Alternatively, a variant can mute the production of an important protein when it is crucially needed. Pierre Robin syndrome, which results in the development of cleft palate and disfigurement of the face, is a result of a mutation in the non-coding region of the human genome.

Genomic jigsaw puzzle

One can open the book and easily start reading it letter by letter. But reading the 3 billion+ base pairs of the human genome from end to end and determining the precise sequence of nucleotides (As, Ts, Cs, and Gs) in the whole genome is demanding.

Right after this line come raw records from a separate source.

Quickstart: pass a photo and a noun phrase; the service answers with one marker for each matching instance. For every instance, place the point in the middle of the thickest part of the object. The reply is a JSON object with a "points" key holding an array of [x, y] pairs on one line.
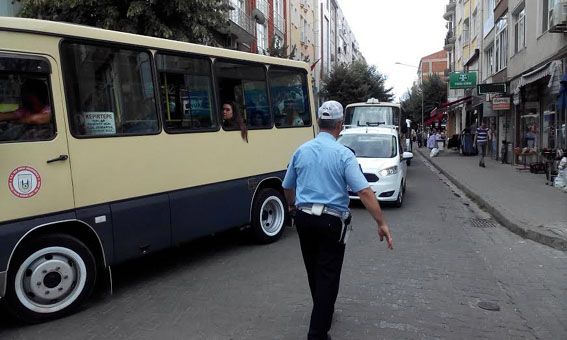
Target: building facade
{"points": [[519, 48]]}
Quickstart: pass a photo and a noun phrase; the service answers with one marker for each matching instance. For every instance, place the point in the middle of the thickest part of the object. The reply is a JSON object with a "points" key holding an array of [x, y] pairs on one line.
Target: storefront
{"points": [[539, 124]]}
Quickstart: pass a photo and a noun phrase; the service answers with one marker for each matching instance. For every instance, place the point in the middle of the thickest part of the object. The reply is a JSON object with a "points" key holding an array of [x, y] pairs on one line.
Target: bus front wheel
{"points": [[268, 215], [49, 277]]}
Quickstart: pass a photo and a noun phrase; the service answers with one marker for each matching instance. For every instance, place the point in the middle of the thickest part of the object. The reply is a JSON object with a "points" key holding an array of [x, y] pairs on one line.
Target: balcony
{"points": [[264, 7], [449, 10], [279, 24], [449, 41], [242, 26]]}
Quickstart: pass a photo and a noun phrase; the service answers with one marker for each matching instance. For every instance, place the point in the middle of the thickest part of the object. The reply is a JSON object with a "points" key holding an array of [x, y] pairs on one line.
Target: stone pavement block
{"points": [[520, 201]]}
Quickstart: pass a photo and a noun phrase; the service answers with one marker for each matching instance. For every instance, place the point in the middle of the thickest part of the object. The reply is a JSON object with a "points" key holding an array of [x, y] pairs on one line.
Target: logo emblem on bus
{"points": [[24, 182]]}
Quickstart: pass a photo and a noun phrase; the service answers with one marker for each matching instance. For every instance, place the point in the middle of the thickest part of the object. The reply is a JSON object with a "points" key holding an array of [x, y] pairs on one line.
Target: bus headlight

In the traditional sequencing technique, the DNA is first fragmented into random smaller pieces. The small segments are sequenced and the pattern of As, Ts, Cs, and Gs in it is determined. Using computer algorithms the smaller sequences are reassembled like puzzle pieces. Imagine shredding a thousand copies of Hamlet; and trying to assemble a copy from these pieces. The onerous task of genomic sequencing is akin to solving a giant jigsaw puzzle with millions of pieces. Like any intricate puzzle with thousands of pieces, it takes time to sequence a genome.

The genome contains not only genes, and non-coding regions. Intriguingly, more than half of the human genome is repetitive, with multiple copies of near-identical sequences, whose function is still a mystery. In particular, the telomeres (the ends of chromosomes), and centromere (a region of DNA that is important for the separation of sister chromosomes in cell division) are replete with repetitive regions. Telomeres, the regions at each end of the chromosome, for instance, have the sequence TTAGGG repeated three hundred to ten thousand times. Moreover, in five human chromosomes, the centromere is not in the middle but very close to one end, dividing the chromosome into one long and one very short arm.

These short arms are also full of repeats. To add to the woe, transposable elements, or what is popularly called jumping genes, another abundant type of repetitive genome sequence, are difficult to pinpoint. During cell division, they may jump from one location to another making it difficult to sequence and assemble.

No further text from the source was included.